ー《引き寄せる力》と《見抜く力》は、センス。それは、もともと持っていた力でしょうか?
そうだと思います。勝手に目に入るんです。お客さんが来られた時に、なんか調子悪そうだなと表情や目、足音など様々な情報からキャッチしてそんな風に捉えていますね。初見でも、その人の動きや様々な客観的な情報を見て状態を予測しています。
短大を卒業してから百貨店で紳士服の販売をしていた期間があるんですが、そうやって人を観察することがその頃から好きなんです。でも、自分の思い込みでその人を見ないようにしています。
「・・・だから〇〇に違いない」という決めつけはしない、ということです。「この人は、こうかもしれない」とパッと捉えてはいるけれど、それが後で全然違ったとしても修正が可能なんですよね。
ーなるほど。それは、「直感」とも言えますよね。直感を大事にしながらも、同時に客観性をもつ。直感は当たっていますか?

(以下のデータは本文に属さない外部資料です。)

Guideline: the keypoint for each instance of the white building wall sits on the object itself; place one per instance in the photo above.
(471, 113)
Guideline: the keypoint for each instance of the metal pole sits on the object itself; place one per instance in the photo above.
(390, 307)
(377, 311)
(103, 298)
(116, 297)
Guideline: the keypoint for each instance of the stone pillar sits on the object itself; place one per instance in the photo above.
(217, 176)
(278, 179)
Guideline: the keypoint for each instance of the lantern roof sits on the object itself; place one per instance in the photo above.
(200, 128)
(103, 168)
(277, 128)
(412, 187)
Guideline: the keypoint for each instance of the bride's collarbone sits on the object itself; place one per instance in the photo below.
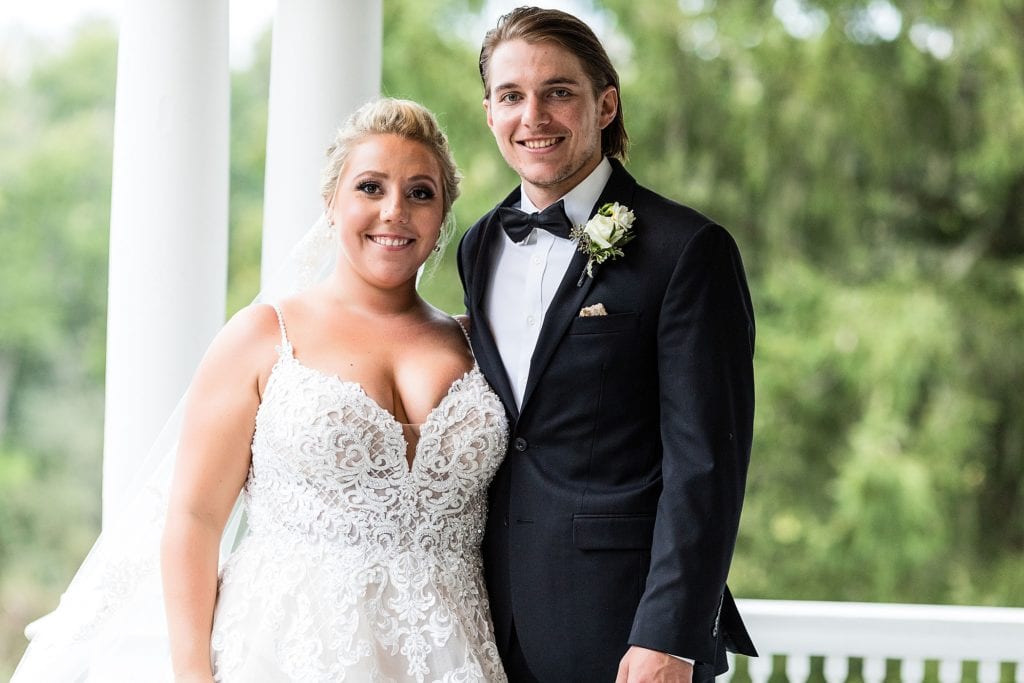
(409, 382)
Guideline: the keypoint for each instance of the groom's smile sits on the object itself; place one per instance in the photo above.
(546, 116)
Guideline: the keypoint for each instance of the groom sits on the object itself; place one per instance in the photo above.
(629, 385)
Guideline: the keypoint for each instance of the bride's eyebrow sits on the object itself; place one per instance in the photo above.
(424, 177)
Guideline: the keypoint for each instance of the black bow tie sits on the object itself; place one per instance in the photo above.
(517, 224)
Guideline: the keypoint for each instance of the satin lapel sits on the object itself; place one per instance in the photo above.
(568, 298)
(484, 345)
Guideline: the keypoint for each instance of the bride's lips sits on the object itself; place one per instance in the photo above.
(390, 242)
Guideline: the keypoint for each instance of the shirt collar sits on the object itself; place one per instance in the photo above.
(581, 200)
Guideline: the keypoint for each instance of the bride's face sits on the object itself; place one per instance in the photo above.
(388, 208)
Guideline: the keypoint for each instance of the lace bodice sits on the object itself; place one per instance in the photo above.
(363, 566)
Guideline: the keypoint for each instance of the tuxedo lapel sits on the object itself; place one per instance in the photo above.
(484, 346)
(569, 297)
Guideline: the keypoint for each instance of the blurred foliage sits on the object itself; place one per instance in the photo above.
(865, 157)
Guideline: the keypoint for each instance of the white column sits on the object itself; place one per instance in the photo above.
(325, 61)
(168, 257)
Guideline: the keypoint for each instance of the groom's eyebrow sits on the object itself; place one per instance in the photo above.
(557, 80)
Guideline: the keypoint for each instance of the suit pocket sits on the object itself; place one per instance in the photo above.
(596, 325)
(612, 531)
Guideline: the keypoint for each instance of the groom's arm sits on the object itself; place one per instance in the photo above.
(705, 354)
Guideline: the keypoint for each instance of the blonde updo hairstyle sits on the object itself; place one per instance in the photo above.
(388, 116)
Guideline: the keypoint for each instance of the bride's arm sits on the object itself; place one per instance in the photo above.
(211, 467)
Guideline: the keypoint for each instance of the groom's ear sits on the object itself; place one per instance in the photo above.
(607, 107)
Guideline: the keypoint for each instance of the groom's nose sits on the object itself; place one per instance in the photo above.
(535, 113)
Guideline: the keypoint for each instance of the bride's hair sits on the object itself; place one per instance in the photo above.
(398, 117)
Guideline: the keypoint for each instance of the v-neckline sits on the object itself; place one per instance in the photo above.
(394, 423)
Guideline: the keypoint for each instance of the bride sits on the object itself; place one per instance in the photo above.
(361, 435)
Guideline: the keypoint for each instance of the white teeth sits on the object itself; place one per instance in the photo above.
(389, 242)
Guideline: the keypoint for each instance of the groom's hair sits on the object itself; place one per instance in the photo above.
(534, 25)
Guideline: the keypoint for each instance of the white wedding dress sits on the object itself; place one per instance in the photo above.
(355, 566)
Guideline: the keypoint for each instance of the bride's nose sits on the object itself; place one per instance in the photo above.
(394, 211)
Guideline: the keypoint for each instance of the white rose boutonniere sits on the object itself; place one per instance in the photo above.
(603, 236)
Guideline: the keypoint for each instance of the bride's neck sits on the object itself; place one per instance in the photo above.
(373, 301)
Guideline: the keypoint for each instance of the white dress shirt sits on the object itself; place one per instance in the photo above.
(526, 274)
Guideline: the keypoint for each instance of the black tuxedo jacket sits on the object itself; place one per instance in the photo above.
(613, 517)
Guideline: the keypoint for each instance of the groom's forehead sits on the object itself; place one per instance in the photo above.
(513, 62)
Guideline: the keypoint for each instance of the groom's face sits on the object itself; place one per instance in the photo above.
(546, 117)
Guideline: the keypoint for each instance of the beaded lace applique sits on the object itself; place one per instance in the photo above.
(356, 565)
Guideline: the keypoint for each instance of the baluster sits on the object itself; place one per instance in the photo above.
(759, 668)
(873, 670)
(837, 669)
(798, 668)
(988, 672)
(730, 658)
(949, 671)
(912, 671)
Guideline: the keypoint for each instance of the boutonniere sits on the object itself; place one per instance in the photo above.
(603, 236)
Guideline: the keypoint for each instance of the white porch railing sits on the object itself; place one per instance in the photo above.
(990, 638)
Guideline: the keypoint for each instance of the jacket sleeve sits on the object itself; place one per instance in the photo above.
(705, 354)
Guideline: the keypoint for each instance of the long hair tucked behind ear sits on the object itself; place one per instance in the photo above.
(534, 25)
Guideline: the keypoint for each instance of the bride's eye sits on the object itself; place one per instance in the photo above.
(424, 194)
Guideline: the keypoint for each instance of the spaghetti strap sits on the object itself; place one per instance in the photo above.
(465, 333)
(286, 346)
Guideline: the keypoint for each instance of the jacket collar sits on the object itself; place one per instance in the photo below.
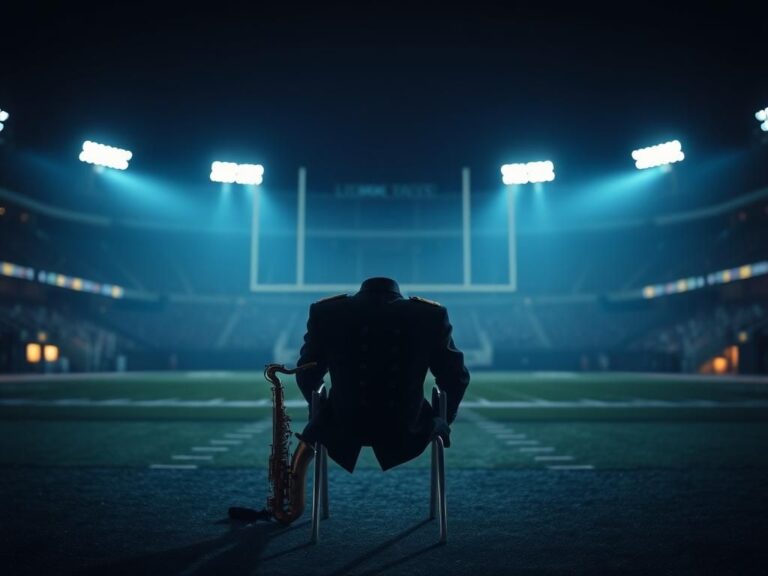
(380, 285)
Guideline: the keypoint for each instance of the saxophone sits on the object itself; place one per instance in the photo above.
(287, 475)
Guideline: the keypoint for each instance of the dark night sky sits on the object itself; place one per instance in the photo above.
(380, 90)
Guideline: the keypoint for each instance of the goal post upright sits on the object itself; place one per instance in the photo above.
(511, 237)
(301, 226)
(255, 240)
(466, 232)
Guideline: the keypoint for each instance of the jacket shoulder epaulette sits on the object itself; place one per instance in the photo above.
(334, 297)
(424, 300)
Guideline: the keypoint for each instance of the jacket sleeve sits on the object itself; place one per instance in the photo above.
(447, 365)
(311, 351)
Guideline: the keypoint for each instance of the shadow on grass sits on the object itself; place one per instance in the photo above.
(236, 552)
(367, 556)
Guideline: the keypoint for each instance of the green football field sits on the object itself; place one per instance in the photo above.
(548, 473)
(507, 420)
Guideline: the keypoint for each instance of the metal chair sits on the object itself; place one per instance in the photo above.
(437, 508)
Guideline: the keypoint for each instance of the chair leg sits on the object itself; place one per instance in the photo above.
(324, 471)
(316, 493)
(441, 491)
(433, 483)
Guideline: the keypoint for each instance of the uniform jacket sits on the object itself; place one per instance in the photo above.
(377, 347)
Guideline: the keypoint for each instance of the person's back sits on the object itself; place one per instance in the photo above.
(377, 347)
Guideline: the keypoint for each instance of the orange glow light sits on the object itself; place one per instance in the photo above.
(720, 365)
(34, 352)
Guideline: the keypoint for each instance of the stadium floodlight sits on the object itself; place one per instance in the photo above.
(530, 172)
(103, 155)
(229, 172)
(658, 155)
(762, 117)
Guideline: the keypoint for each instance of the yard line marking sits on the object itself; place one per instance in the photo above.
(191, 457)
(490, 404)
(553, 458)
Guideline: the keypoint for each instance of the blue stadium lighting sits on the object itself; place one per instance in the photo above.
(103, 155)
(530, 172)
(230, 172)
(762, 117)
(658, 155)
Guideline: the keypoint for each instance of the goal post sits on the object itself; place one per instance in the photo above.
(301, 285)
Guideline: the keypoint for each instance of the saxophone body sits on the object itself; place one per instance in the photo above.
(287, 474)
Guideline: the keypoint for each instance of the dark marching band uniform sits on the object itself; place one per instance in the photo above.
(377, 347)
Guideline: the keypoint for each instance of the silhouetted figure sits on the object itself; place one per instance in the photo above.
(377, 347)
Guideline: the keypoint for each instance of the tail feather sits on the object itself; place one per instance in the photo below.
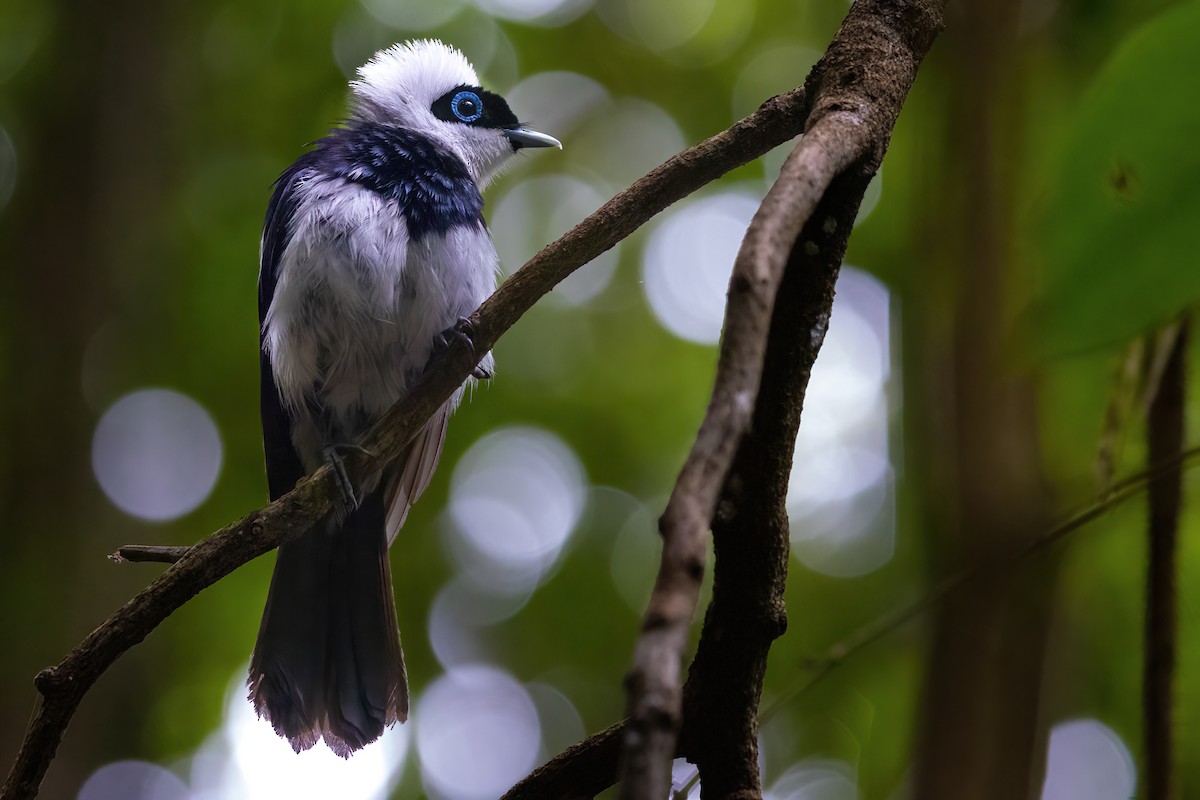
(328, 662)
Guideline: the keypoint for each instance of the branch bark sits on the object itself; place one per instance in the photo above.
(63, 686)
(591, 765)
(858, 89)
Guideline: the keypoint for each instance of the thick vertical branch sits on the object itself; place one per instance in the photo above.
(750, 529)
(858, 89)
(653, 683)
(979, 731)
(1165, 435)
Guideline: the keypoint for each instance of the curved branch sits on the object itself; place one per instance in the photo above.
(591, 765)
(857, 90)
(61, 687)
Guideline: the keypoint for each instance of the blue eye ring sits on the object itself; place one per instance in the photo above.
(471, 97)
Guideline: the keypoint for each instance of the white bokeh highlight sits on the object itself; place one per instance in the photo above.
(1089, 761)
(478, 733)
(156, 453)
(460, 615)
(132, 780)
(515, 498)
(246, 761)
(688, 260)
(840, 491)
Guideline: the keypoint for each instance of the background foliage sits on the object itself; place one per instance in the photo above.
(137, 146)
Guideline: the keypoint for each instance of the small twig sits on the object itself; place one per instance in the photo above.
(157, 553)
(1121, 492)
(579, 773)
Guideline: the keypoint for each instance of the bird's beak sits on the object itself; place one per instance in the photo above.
(527, 138)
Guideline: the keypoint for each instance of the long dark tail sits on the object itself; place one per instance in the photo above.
(328, 660)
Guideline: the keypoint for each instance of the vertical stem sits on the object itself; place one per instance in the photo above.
(1165, 434)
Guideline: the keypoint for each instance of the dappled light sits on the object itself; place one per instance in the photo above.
(1087, 759)
(478, 733)
(156, 453)
(687, 264)
(515, 497)
(840, 493)
(965, 529)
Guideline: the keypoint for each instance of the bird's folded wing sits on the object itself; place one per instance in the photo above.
(418, 470)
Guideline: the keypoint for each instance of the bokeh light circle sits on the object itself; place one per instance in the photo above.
(1089, 759)
(515, 497)
(156, 453)
(688, 262)
(477, 733)
(132, 780)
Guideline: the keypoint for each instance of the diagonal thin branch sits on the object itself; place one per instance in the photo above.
(63, 686)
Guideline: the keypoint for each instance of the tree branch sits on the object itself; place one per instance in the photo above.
(591, 765)
(653, 683)
(61, 687)
(858, 89)
(1164, 440)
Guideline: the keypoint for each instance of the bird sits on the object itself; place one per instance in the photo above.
(373, 253)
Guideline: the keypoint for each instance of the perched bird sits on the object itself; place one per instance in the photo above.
(373, 250)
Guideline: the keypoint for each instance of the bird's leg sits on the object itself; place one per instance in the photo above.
(461, 330)
(351, 499)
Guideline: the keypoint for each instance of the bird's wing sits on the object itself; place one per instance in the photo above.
(418, 471)
(283, 465)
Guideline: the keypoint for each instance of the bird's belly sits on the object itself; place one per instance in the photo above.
(347, 335)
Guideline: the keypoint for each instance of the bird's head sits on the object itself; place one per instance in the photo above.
(431, 88)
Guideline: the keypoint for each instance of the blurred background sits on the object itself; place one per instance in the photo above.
(981, 325)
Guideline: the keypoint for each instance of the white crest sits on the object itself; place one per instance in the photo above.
(399, 86)
(407, 74)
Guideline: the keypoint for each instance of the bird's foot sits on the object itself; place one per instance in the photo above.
(462, 330)
(351, 499)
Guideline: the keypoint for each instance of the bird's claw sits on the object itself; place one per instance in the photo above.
(461, 330)
(351, 499)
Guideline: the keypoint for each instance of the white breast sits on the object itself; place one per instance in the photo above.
(358, 305)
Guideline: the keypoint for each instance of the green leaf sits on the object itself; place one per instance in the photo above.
(1117, 232)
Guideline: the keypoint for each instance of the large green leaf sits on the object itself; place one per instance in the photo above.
(1119, 232)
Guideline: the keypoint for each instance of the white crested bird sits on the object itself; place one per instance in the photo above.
(373, 252)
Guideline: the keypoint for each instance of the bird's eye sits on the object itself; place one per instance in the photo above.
(467, 106)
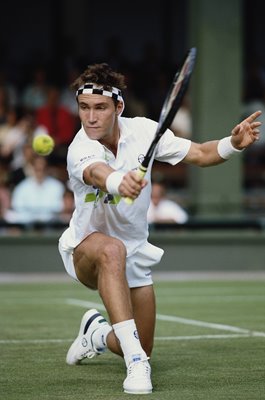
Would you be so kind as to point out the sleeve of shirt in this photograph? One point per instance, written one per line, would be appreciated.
(172, 149)
(81, 156)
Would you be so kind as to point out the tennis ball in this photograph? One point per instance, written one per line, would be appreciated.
(43, 144)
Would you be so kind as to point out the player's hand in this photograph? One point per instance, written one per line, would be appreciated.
(132, 185)
(247, 132)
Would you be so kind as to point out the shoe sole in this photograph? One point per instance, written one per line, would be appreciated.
(86, 321)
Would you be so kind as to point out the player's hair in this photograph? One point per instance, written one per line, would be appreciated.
(101, 74)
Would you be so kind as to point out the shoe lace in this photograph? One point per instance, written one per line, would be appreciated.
(140, 367)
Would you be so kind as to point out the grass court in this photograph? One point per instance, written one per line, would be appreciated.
(210, 343)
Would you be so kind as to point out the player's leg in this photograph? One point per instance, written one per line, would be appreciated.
(144, 311)
(100, 264)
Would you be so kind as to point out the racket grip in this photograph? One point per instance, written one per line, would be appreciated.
(141, 171)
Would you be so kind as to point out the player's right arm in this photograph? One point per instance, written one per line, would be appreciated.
(104, 177)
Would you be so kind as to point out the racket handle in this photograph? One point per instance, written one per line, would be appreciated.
(141, 171)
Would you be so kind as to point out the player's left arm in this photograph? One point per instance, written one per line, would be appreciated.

当たっていると思います。学生時代のバイト先の仲間にその「直感」の話をしたら、誰もそんな風に人をみてはいなくて。みんなには、分からないようだと知りました。それで、その「人をみる視点」について、《自分が変わってる面があるんやな》と自分と人との違いを感じたことがあります。
ーそれが「センス」なんですね。
そうなんだと思います。
「痩せたい」をきっかけに辿り着いたピラティス
ーそのセンスを活かそうと思ってピラティスをやり始めたのですか?
いいえ。ピラティスを始めたきっかけは、ただ「痩せたい」が始まりでした 笑。ピラティスに出会ったのは、専業主婦をしていた時です。
―専業主婦だった頃があるのですね。意外です。
そうなんですよ。結婚後、転職しては、東京、淡路島と転々としながら、子どもが1歳になった時、「私も働きに出る」と神戸に戻ってきました。でも、子どもが保育園に入ることができなかったので、実家にも助けてもらいつつ、一時保育で繋ぎ合わせていたんです。
「働きながら子育てするの大変やな」と実感しました。それから、子どもが大きくなっても、9時から17時で働ける仕事をした方がいいなと、コールセンターで働き出しました。すると、それまでの立ち仕事が座り仕事に変わった。
そうしたら、体の変な部分にお肉がついてしまいました。
ーそれで「痩せたい」と思った。
そうそう。スポーツをしたくても、その頃は時間がなかったんです。ちょうどその頃、コールセンターの仕事に慣れてしまい、ステップアップというものがなくて、面白味が感じられなくなっていたんですよ。
だから、「この仕事を一生するのは無理やな」と思い、思い切って仕事を辞めました。娘と一緒にいたかったという理由もありますけれど。
仕事を辞めると時間ができて、ホットヨガを始めました。でも、体重は減るのに、驚くほど見た目が変わらない。
「脚が細くなりたいのに、ならへんやん!」と、レッスン後、インストラクターにどうしたら脚が痩せれるかをしつこく質問していましたね。
ー目標を定めたら突き詰めていく感じでしょうか 笑。
そう。だって、見た目を変えたいじゃないですか!でも、全然変わらないから、いくら質問に答えてもらっても、わたしは腑に落ちなくて。そうしたら、論理的に説明が可能なピラティスをすすめられました。
ーそれで、ピラティスをするようになった。
はい。ピラティスを始めて、知らなかった知識が増える度に《自分の体のこと、何にも知らへんやん》と衝撃を受けました。レッスンの度に帰りの電車で、筋肉や骨の解剖生理を調べるようになりました。
そうやってボディイメージができてから体を動かすと、とても動きやすいことを実感しました。体型も変わり、変化を伴うので、ピラティスがどんどん面白くて仕方なくなって今に至ります。